神崎川
神崎川(かんざきがわ)は、大阪府北部から兵庫県東南部を通る淀川水系の一級河川。旧名は三国川(みくにがわ)である[1]。
地理
摂津市の一津屋で淀川から分岐し、大阪市東淀川区相川で安威川と、淀川区加島付近で猪名川と合流して、西淀川区で左門殿川・中島川・西島川と分かれた後大阪湾へと流れ込む。古くから農業用水、水運に使われている。また、猪名川と合流する手前から河口までは大阪府と兵庫県の境界となっているが、途中の右岸(兵庫県側)にある中洲は大阪府に属する(西淀川区佃)ため、この区間では中洲の右へ分かれる左門殿川が府県境である。
歴史
天平年間、行基により摂播五泊(室生泊、韓泊、魚住伯、大輪田泊、河尻泊)の一つとして河口に河尻泊が築かれた。785年、奈良時代末期に和気清麻呂の手で、長岡京遷都に伴って新首都と瀬戸内海を直接結ぶ目的で淀川と直結させる工事が行われている。この淀川との直結工事以前は、神崎川は淀川水系と別の水系であった。淀川河口の難波津が淀川水系・大和川水系の土砂の堆積で機能を失う中、河尻泊は大阪湾と京を結ぶ港として繁栄し、神崎川中流の吹田、淀川との分岐点の江口も港として繁栄した。
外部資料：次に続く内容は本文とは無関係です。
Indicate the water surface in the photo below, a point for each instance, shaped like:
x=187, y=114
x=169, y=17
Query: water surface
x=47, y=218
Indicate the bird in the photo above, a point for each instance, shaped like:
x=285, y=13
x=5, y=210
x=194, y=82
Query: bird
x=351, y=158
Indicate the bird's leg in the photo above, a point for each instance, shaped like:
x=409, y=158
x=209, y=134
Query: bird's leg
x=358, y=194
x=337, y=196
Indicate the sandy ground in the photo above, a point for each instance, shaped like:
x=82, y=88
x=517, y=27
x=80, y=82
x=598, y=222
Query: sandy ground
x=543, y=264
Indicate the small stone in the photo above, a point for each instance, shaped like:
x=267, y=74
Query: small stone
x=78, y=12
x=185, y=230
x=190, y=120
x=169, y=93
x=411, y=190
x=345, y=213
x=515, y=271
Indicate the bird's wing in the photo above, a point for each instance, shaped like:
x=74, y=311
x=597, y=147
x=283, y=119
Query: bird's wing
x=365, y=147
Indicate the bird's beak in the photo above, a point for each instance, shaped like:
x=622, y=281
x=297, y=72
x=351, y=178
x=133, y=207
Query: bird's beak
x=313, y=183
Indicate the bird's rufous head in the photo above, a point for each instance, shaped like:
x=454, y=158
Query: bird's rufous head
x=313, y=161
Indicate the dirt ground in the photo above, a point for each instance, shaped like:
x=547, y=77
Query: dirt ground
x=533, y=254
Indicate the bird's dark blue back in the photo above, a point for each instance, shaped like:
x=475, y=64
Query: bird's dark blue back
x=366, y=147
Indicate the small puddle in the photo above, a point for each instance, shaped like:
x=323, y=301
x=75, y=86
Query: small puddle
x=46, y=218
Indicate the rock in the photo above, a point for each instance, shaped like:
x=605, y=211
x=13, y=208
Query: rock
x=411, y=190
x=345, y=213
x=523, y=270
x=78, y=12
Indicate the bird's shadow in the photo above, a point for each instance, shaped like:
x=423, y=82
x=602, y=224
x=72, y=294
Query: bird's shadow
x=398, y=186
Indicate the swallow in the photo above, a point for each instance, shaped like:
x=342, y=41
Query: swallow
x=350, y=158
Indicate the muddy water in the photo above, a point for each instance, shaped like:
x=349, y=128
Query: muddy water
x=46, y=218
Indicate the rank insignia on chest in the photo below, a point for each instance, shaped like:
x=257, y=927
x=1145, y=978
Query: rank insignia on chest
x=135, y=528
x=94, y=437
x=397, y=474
平安時代後期には、神崎川沿いには貴族や寺社の荘園が開発された。河口部の神崎の港は海上・河川の物資積み替えや、京から西日本各地の荘園や住吉神社詣でに向かう貴族や庶民で賑わった。また、神崎と江口はともに遊女の集う「天下第一の歓楽の地」としてライバルとなり全国に知られた。平安時代末期には、さらに下流に広がった新しい海岸に大物と尼崎の港が形成されている。鎌倉時代には、荒れ気味だった港を東大寺の再建造営を任されていた重源が再建し、奈良や京都にできる巨大な寺社の材木を集める港として、また瀬戸内海の物資を集める港として栄える。戦国時代に尼崎の港は大覚寺や本興寺を中心として、堺や平野などと同様な自治都市になった。
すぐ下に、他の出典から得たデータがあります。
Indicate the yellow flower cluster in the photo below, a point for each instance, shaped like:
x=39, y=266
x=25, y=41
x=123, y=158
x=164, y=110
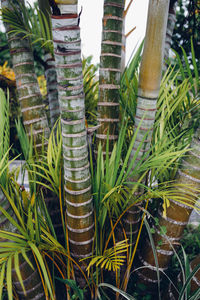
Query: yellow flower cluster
x=7, y=72
x=42, y=84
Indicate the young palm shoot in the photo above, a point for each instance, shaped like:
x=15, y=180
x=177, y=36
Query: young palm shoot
x=79, y=202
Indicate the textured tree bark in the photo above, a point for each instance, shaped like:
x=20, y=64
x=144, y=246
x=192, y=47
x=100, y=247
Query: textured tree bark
x=148, y=90
x=50, y=71
x=110, y=72
x=30, y=98
x=177, y=216
x=79, y=202
x=173, y=294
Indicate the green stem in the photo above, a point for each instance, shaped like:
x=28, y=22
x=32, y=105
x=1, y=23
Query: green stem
x=110, y=72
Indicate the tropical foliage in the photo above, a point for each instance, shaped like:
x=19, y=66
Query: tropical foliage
x=100, y=221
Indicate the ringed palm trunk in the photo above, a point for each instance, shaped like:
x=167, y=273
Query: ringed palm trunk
x=177, y=216
x=32, y=107
x=110, y=72
x=79, y=202
x=50, y=71
x=31, y=278
x=148, y=90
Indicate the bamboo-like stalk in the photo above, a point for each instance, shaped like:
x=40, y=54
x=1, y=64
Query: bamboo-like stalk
x=50, y=71
x=148, y=90
x=31, y=278
x=177, y=216
x=30, y=98
x=110, y=72
x=170, y=27
x=79, y=202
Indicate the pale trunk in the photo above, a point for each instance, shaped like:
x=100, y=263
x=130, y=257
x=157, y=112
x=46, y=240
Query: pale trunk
x=50, y=71
x=32, y=107
x=79, y=202
x=110, y=72
x=148, y=90
x=195, y=282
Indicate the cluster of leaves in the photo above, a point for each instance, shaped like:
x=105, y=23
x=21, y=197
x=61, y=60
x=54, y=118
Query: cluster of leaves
x=188, y=22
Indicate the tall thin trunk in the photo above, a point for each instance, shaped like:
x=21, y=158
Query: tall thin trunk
x=177, y=216
x=170, y=27
x=50, y=70
x=79, y=202
x=109, y=72
x=148, y=90
x=32, y=107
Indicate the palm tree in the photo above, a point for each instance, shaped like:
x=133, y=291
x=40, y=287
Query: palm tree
x=32, y=106
x=110, y=72
x=148, y=90
x=79, y=202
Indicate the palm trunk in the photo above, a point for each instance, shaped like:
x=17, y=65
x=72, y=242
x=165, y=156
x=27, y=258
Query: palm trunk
x=79, y=202
x=173, y=294
x=50, y=71
x=110, y=72
x=170, y=27
x=148, y=90
x=177, y=216
x=30, y=98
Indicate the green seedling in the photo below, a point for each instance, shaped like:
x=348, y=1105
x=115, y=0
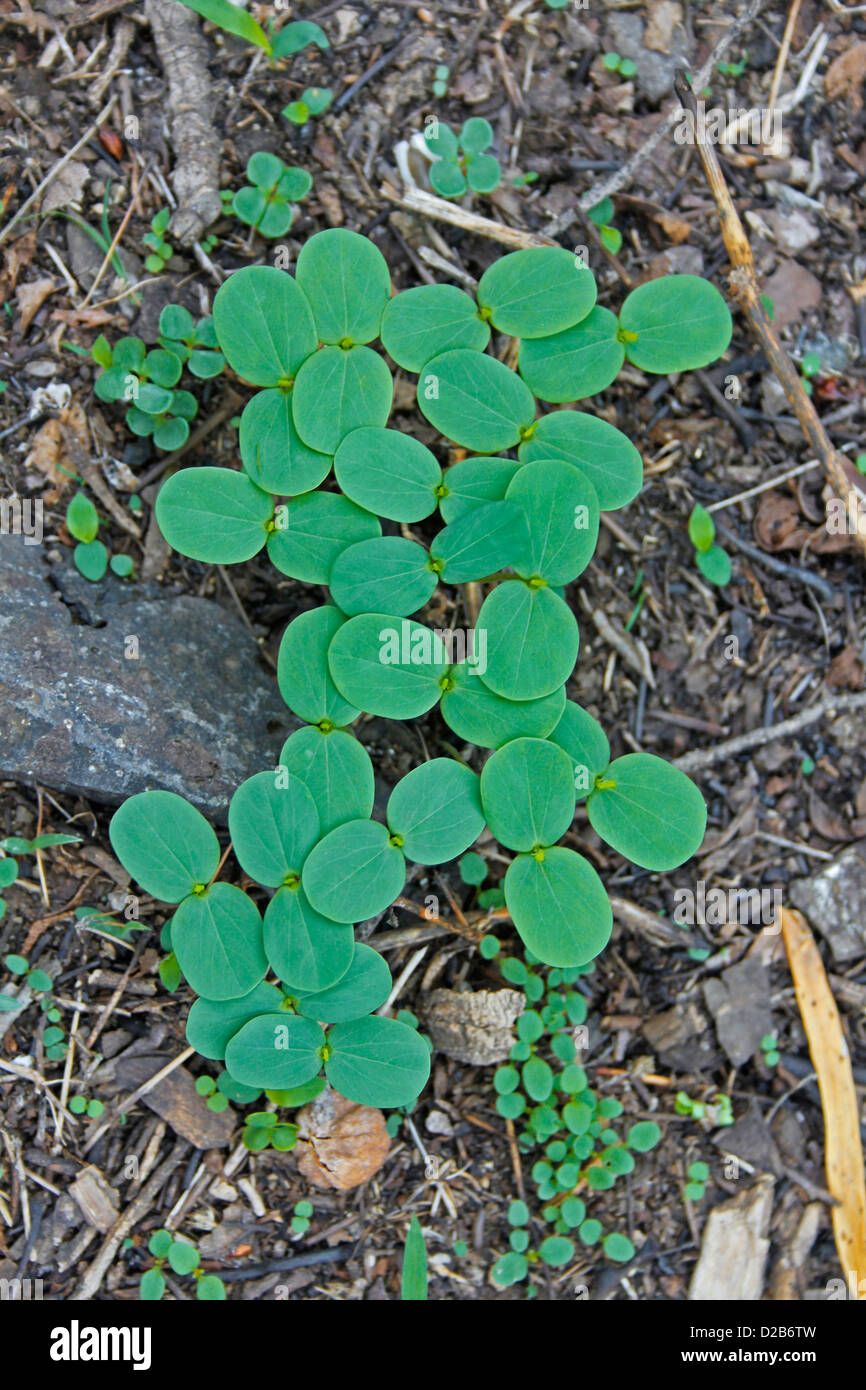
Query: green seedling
x=192, y=342
x=546, y=1091
x=267, y=202
x=698, y=1178
x=734, y=70
x=182, y=1260
x=413, y=1283
x=602, y=216
x=770, y=1050
x=146, y=381
x=285, y=994
x=712, y=560
x=809, y=367
x=81, y=1105
x=291, y=39
x=313, y=102
x=613, y=63
x=41, y=984
x=717, y=1112
x=300, y=1219
x=91, y=556
x=441, y=78
x=154, y=241
x=462, y=161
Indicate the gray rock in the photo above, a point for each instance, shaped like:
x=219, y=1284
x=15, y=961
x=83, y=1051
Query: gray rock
x=740, y=1005
x=193, y=712
x=655, y=71
x=834, y=901
x=474, y=1027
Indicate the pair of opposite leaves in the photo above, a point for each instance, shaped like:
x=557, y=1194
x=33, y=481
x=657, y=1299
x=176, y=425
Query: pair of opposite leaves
x=224, y=950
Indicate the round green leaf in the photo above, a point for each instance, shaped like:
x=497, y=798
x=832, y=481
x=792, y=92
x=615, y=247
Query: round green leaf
x=510, y=1269
x=476, y=135
x=701, y=528
x=152, y=1286
x=387, y=665
x=305, y=950
x=681, y=323
x=476, y=401
x=161, y=367
x=384, y=573
x=377, y=1062
x=644, y=1136
x=164, y=844
x=562, y=512
x=537, y=1079
x=363, y=987
x=426, y=321
x=602, y=453
x=471, y=483
x=273, y=452
x=437, y=812
x=559, y=906
x=527, y=792
x=485, y=540
x=275, y=1050
x=217, y=940
x=556, y=1250
x=337, y=391
x=478, y=716
x=310, y=533
x=355, y=872
x=585, y=742
x=264, y=325
x=211, y=1025
x=337, y=769
x=249, y=205
x=715, y=565
x=274, y=823
x=537, y=292
x=295, y=184
x=82, y=519
x=182, y=1257
x=348, y=282
x=302, y=669
x=214, y=514
x=388, y=473
x=654, y=813
x=576, y=363
x=91, y=560
x=533, y=641
x=446, y=178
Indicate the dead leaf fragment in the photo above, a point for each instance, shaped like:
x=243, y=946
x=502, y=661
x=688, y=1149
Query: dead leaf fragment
x=31, y=298
x=734, y=1248
x=831, y=1061
x=339, y=1144
x=844, y=77
x=67, y=188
江戸時代には尼崎城が建設され尼崎は尼崎藩の城下町になった。神崎川の水運は、大坂や堺などの発達でかつての重要性は失ったが、神崎川・淀川を通って京と尼崎を結ぶ過書船などでにぎわった。吹田は渡し場となり、大坂から丹波へ向かう亀岡街道の渡河点となった。また、下流の三角州や湿地帯は新田として開発が進められた。
1878年(明治11年)に、淀川の分岐点から、安威川の合流点までを直線的に結ぶ付け替え工事が行われた。それまでは、摂津市一津屋の分岐点から北上し、摂津市内でほぼ直角に西に曲がり、安威川と合流していたため、洪水の原因となっていた。工事の開始は2月19日完成は7月17日で、長さ約2750メール、幅約73メートルの新たな川道を掘った。この明治の付け替え工事は、明治政府のお雇い外国人であったオランダ人ヨハニス・デ・レーケが指揮を執った。その後も、淀川の改修にあわせ神崎川も何度か改修され、淀川の分岐点から西にまっすぐ進み安威川に合流する現在の形になった。
明治以降は尼崎港の近代化と工業化が進み、紡績工場などが川沿いに立地した。特に尼崎では1928年に浅野財閥の浅野総一郎らが設立した尼崎築港株式会社による臨海部の築港開発により、発電所や鉄鋼産業などを中心とした重化学工業地帯が形成されて現在のような姿になった。ただし工業用水として地下水をくみ上げたことによる地盤沈下などが下流部全体で進み大雨や高潮に対し脆弱になった。また工場は煤煙を吹き出し、工業排水による汚染もすすみ、神崎川は悪臭を放ち始めた。
戦後防潮堤整備や川底の浚渫、下水道の整備などでこれらの問題解決が図られ、ようやく神崎川も多数の生き物の住める川になっている。しかし、かつての汚染物質はヘドロとなって川底に堆積し、ダイオキシン類の底質環境基準を超過している[2]が、その改善に向けて河川管理者の大阪府や国土交通省など多くの主体が取り組んでいる。
下流の工業地帯は一時に比べ衰退したが、先端的な工場の誘致や稼動などの事例も出ている(パナソニック プラズマディスプレイ尼崎工場=閉鎖=など)。
流域
支流
流域に有る下水処理場
- 南吹田下水処理場(吹田市)
- 川面下下水処理場(吹田市)
- 十八条下水処理場(大阪市淀川区・高度処理施設有り)
- 庄内下水処理場(豊中市)
このほか支流にも、正雀川には正雀下水処理場(吹田市)が有り、猪名川の原田水みらいセンター、安威川の高槻水みらいセンター・中央水みらいセンターの3ヶ所では高度処理されて放流されている。また下流の西島川沿いに大野下水処理場(大阪市西淀川区)が有り高度処理して放流される。
脚注
- ↑ 『安威川・神崎川』(2016.2) - 琵琶湖・淀川水質保全機構。
- ↑ 最大510-TEQ/gであった。平成17年度ダイオキシン類に係る環境調査結果 環境省。記事 底質汚染に詳しい。